Konferensi internasional tersebut diselenggarakan oleh School of Pharmacy Institut Teknologi Bandung (ITB) bekerja sama dengan Fakultas Kedokteran Universitas Pendidikan Indonesia (UPI) pada 2–3 Juli 2026 di Kampus ITB, Bandung, Jawa Barat. Ajang ilmiah ini diikuti 213 peserta dari lima negara, yakni Indonesia, Malaysia, Singapura, Korea Selatan, dan Jerman, dengan 93 presenter serta 120 peserta nonpresenter yang berasal dari kalangan akademisi, peneliti, hingga praktisi kesehatan.

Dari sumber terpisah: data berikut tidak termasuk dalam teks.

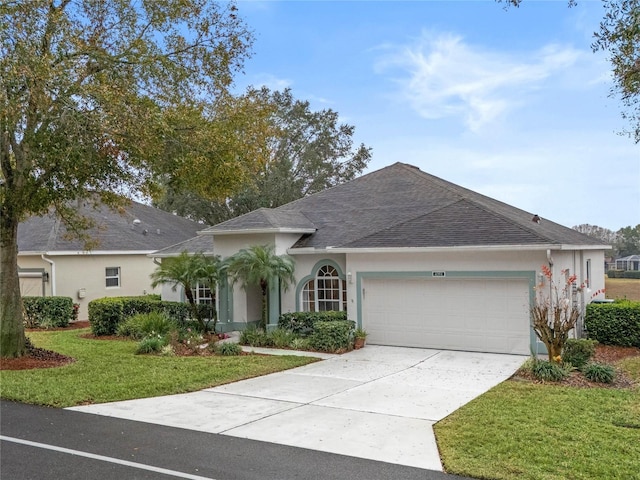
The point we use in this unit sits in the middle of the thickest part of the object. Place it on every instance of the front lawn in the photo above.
(523, 430)
(623, 288)
(108, 370)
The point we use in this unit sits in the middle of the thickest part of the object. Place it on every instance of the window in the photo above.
(327, 292)
(202, 294)
(112, 276)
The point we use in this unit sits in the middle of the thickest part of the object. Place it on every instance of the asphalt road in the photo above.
(54, 444)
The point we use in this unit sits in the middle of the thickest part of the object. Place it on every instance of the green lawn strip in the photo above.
(521, 430)
(108, 370)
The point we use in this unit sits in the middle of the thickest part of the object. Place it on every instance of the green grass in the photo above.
(520, 430)
(108, 370)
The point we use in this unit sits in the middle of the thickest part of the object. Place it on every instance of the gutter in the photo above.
(53, 273)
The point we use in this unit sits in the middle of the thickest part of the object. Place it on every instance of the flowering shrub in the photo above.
(554, 313)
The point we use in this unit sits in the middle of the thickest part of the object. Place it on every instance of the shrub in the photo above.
(255, 337)
(151, 344)
(578, 352)
(48, 312)
(300, 343)
(104, 315)
(228, 349)
(547, 371)
(616, 323)
(144, 324)
(599, 372)
(302, 323)
(331, 336)
(281, 338)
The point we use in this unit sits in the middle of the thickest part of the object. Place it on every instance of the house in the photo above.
(631, 262)
(50, 263)
(413, 259)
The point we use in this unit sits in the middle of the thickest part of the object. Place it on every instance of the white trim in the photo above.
(59, 253)
(171, 255)
(493, 248)
(253, 231)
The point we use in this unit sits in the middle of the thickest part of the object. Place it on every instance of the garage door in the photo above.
(484, 315)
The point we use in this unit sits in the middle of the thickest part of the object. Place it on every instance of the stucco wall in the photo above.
(87, 271)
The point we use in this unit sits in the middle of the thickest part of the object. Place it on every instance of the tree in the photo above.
(308, 151)
(628, 241)
(188, 271)
(94, 94)
(619, 35)
(599, 233)
(260, 266)
(554, 313)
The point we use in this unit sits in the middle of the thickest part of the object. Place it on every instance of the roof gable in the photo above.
(400, 206)
(136, 227)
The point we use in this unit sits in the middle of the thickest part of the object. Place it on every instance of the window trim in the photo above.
(117, 276)
(301, 287)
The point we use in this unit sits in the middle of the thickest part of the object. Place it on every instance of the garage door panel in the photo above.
(490, 315)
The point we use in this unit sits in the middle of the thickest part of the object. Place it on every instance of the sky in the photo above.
(513, 104)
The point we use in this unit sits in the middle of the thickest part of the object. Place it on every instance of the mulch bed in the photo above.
(604, 354)
(40, 358)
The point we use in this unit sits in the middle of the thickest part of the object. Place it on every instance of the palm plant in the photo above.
(260, 266)
(187, 271)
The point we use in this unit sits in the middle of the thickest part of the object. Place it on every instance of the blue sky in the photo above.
(512, 104)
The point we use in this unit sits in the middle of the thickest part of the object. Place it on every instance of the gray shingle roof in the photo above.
(266, 219)
(116, 230)
(401, 206)
(200, 244)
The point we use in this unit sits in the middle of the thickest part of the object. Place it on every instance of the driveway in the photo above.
(378, 403)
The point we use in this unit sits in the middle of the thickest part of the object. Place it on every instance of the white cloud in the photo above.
(442, 76)
(270, 81)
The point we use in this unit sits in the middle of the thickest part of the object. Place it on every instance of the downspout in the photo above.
(53, 273)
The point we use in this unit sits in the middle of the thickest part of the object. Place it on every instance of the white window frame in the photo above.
(108, 277)
(202, 294)
(314, 292)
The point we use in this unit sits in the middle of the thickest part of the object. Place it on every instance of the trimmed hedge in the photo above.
(48, 312)
(331, 336)
(302, 323)
(615, 323)
(105, 314)
(623, 274)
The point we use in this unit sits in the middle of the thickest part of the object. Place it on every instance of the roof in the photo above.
(400, 206)
(136, 227)
(200, 244)
(265, 219)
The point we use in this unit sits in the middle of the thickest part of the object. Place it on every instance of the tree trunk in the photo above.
(265, 304)
(12, 339)
(195, 310)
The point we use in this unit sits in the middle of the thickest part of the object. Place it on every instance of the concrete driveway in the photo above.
(378, 403)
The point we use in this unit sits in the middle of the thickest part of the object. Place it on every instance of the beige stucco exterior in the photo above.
(73, 273)
(462, 261)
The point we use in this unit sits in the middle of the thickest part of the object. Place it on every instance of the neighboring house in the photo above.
(413, 259)
(52, 264)
(632, 262)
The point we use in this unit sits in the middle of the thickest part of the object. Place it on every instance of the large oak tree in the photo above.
(619, 36)
(307, 151)
(95, 95)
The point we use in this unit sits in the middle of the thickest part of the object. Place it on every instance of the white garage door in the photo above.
(484, 315)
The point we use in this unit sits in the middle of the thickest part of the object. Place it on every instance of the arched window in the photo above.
(326, 292)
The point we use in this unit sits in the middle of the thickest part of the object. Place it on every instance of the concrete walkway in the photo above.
(378, 403)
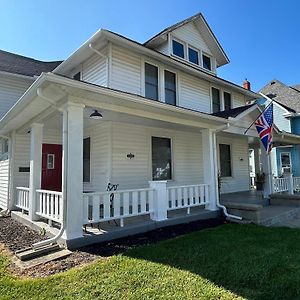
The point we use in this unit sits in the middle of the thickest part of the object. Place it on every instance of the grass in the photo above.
(227, 262)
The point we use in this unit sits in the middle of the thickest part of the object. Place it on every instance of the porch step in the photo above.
(31, 253)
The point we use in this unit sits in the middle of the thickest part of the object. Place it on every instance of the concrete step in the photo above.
(31, 253)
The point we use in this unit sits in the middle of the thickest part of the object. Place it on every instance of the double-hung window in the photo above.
(225, 160)
(87, 160)
(151, 81)
(161, 158)
(216, 100)
(170, 87)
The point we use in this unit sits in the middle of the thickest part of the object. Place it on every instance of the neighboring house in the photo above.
(286, 101)
(152, 119)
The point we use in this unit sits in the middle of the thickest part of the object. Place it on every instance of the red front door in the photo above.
(51, 167)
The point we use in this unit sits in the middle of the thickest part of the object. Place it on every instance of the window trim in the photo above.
(291, 165)
(172, 156)
(231, 160)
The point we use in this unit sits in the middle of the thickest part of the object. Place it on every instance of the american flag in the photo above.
(264, 126)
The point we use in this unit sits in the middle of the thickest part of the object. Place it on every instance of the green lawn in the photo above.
(226, 262)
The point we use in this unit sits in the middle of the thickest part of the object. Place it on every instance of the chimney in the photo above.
(246, 85)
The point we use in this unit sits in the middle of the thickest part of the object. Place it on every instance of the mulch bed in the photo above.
(15, 236)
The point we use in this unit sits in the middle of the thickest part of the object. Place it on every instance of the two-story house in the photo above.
(152, 121)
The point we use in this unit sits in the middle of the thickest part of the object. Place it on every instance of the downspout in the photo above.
(221, 128)
(103, 56)
(64, 210)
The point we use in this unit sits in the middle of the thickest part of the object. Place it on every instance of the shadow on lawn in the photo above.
(252, 261)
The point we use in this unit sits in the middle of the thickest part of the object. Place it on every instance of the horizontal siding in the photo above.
(191, 35)
(125, 70)
(11, 89)
(194, 93)
(4, 178)
(94, 70)
(240, 180)
(136, 172)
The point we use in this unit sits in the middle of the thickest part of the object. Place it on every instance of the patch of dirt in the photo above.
(15, 236)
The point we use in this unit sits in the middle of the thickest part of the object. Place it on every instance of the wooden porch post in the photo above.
(72, 186)
(36, 140)
(210, 170)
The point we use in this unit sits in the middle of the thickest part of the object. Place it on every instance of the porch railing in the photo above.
(187, 196)
(22, 200)
(49, 205)
(116, 205)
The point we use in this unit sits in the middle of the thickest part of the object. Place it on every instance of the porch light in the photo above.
(96, 115)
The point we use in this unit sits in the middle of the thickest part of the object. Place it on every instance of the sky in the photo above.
(260, 37)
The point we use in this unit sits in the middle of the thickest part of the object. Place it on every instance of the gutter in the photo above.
(221, 128)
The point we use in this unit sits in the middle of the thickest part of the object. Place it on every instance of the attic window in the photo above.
(178, 49)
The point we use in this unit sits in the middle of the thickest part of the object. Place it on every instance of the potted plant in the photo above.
(260, 180)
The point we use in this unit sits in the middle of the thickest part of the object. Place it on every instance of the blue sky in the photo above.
(261, 38)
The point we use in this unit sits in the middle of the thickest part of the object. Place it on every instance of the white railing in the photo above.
(22, 200)
(116, 205)
(296, 183)
(187, 196)
(281, 184)
(49, 205)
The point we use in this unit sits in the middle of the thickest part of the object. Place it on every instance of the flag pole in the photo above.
(258, 116)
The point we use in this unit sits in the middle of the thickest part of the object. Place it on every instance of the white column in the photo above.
(160, 200)
(72, 186)
(36, 141)
(210, 170)
(267, 169)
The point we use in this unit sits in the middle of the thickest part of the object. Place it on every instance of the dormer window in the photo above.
(178, 49)
(206, 62)
(193, 56)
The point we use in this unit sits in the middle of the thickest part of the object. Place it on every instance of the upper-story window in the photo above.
(193, 56)
(216, 100)
(206, 62)
(170, 87)
(151, 81)
(178, 48)
(227, 100)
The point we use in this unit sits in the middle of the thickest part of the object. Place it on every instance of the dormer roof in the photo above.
(205, 32)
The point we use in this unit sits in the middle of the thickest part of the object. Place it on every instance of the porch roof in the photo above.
(60, 89)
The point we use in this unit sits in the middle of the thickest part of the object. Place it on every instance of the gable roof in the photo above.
(288, 97)
(233, 112)
(205, 32)
(17, 64)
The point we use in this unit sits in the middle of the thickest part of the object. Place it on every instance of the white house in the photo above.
(152, 119)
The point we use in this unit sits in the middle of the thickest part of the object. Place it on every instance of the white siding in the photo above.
(11, 89)
(240, 180)
(191, 35)
(136, 172)
(194, 93)
(280, 121)
(4, 175)
(94, 70)
(125, 70)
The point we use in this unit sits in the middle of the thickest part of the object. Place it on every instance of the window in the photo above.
(225, 160)
(227, 100)
(216, 101)
(206, 62)
(77, 76)
(170, 88)
(161, 159)
(193, 56)
(86, 160)
(285, 158)
(178, 49)
(151, 81)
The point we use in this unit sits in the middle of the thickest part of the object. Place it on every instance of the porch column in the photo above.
(72, 185)
(267, 169)
(210, 170)
(36, 140)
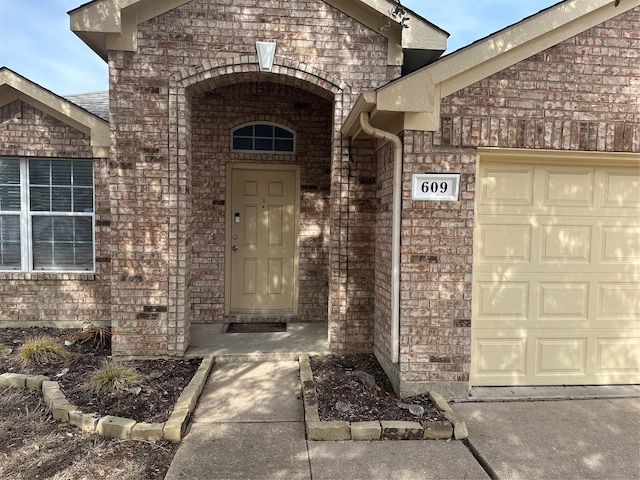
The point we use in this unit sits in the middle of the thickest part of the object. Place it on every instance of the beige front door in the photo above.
(262, 239)
(556, 281)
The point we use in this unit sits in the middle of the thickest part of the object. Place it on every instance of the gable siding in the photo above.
(154, 92)
(55, 299)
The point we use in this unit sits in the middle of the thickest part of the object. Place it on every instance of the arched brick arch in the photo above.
(225, 71)
(190, 82)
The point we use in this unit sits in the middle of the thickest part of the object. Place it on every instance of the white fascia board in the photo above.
(112, 24)
(15, 87)
(422, 90)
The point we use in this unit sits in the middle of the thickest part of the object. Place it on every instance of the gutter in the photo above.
(395, 229)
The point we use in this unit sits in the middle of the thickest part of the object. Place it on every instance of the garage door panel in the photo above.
(562, 301)
(617, 357)
(567, 187)
(556, 275)
(618, 300)
(505, 243)
(511, 185)
(561, 357)
(504, 300)
(501, 357)
(620, 244)
(621, 189)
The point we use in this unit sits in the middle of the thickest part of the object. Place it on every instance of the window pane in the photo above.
(245, 131)
(84, 256)
(40, 199)
(9, 197)
(83, 230)
(10, 252)
(9, 172)
(62, 229)
(42, 242)
(282, 133)
(243, 144)
(61, 172)
(62, 243)
(284, 146)
(264, 144)
(263, 138)
(83, 174)
(39, 173)
(9, 184)
(264, 130)
(61, 199)
(10, 228)
(83, 200)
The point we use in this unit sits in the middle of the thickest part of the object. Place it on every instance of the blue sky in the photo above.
(36, 42)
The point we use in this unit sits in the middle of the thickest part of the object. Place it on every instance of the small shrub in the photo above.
(42, 350)
(4, 351)
(114, 376)
(99, 335)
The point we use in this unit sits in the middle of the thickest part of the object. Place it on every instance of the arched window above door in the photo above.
(262, 137)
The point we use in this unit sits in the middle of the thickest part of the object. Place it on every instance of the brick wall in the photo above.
(214, 115)
(583, 94)
(164, 256)
(55, 299)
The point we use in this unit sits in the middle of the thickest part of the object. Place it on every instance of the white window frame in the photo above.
(263, 152)
(26, 221)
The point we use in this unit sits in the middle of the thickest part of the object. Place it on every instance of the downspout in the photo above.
(395, 229)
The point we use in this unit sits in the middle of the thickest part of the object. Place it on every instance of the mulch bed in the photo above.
(359, 381)
(162, 381)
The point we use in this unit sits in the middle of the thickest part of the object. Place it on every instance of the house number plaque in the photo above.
(436, 186)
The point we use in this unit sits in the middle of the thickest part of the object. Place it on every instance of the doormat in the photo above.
(256, 327)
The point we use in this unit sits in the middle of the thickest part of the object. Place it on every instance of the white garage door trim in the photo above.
(556, 279)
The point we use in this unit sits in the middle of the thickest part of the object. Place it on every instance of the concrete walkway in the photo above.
(249, 424)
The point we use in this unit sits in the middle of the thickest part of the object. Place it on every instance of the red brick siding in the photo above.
(50, 299)
(383, 258)
(583, 94)
(197, 49)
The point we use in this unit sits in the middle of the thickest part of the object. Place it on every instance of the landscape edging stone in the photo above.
(454, 428)
(110, 426)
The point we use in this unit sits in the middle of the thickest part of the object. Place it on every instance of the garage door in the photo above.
(556, 281)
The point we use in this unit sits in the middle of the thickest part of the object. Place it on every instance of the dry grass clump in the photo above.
(42, 350)
(114, 376)
(100, 336)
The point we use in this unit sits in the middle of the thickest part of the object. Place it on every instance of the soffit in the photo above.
(16, 87)
(418, 95)
(112, 24)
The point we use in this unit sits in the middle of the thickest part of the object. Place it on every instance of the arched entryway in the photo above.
(209, 107)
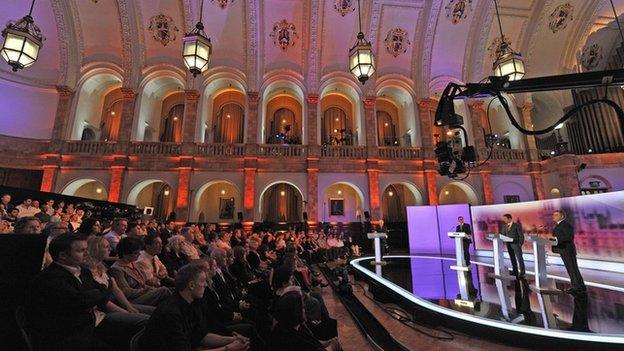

Dalam kesempatan tersebut, siswi MAN IC Gowa mempresentasikan hasil penelitian berjudul "Wound Repair Physiology Shaped by Delivery Base: Bovine PRP and Piper crocatum Extract in Gel versus Cream Formulations on Second Degree Burn Healing". Penelitian itu mengulas efektivitas plasma kaya trombosit dari sapi yang dipadukan dengan ekstrak Piper crocatum dalam bentuk gel dan krim sebagai alternatif untuk mempercepat penyembuhan luka bakar derajat dua.

Salwa mengaku sempat merasa ragu ketika mengetahui risetnya akan dipresentasikan di hadapan peserta dari berbagai negara. "Awalnya saya tidak yakin bisa bersaing, tetapi pengalaman ini membuktikan bahwa siswa SMA juga bisa diterima di konferensi internasional jika mau berusaha dan mendapatkan bimbingan yang tepat," ujar Salwa, dalam keterangan resminya, Minggu 5 Juli 2026.

Keberhasilan tersebut menjadi pencapaian penting bagi MAN IC Gowa, yang selama ini dikenal aktif mendorong budaya riset di lingkungan madrasah. Prestasi Salwa juga menunjukkan bahwa kesempatan tampil di forum ilmiah internasional tidak hanya dimiliki mahasiswa atau peneliti profesional, tetapi juga terbuka bagi pelajar yang memiliki inovasi dan kemauan untuk terus belajar.

Kepala MAN IC Gowa, Burhanuddin, mengapresiasi pencapaian yang diraih anak didiknya dan berharap prestasi tersebut dapat menjadi inspirasi bagi siswa lainnya. "Riset tidak harus menunggu kuliah. Dengan rasa ingin tahu, disiplin, dan bimbingan guru, siswa madrasah mampu menghasilkan karya yang diakui dunia sekaligus menghadirkan solusi nyata bagi masyarakat," kata Burhanuddin.

Guru pembimbing, Ayu Mutmainnah Halim, menilai keberhasilan Salwa lahir dari proses belajar yang konsisten dan semangat untuk terus berkembang. "Guru cukup menjadi jembatan. Anak-anak kita memiliki potensi yang sangat besar apabila diberi ruang, kepercayaan, dan kesempatan untuk terus berkarya," ungkap Ayu.

Keikutsertaan siswi MAN IC Gowa dalam ICEHP 2026 sekaligus memperkuat citra madrasah sebagai lembaga pendidikan yang tidak hanya unggul dalam pembinaan karakter dan keagamaan, tetapi juga mampu menghasilkan inovasi di bidang sains. Prestasi ini diharapkan menjadi motivasi bagi generasi muda untuk lebih aktif melakukan penelitian, berani mengikuti kompetisi ilmiah, serta membawa nama Indonesia dan madrasah ke panggung internasional.

google-preference
Kata Kunci / Tags

Rekomendasi Berita

Berita Terbaru Lainnya

Memuat berita terbaru.....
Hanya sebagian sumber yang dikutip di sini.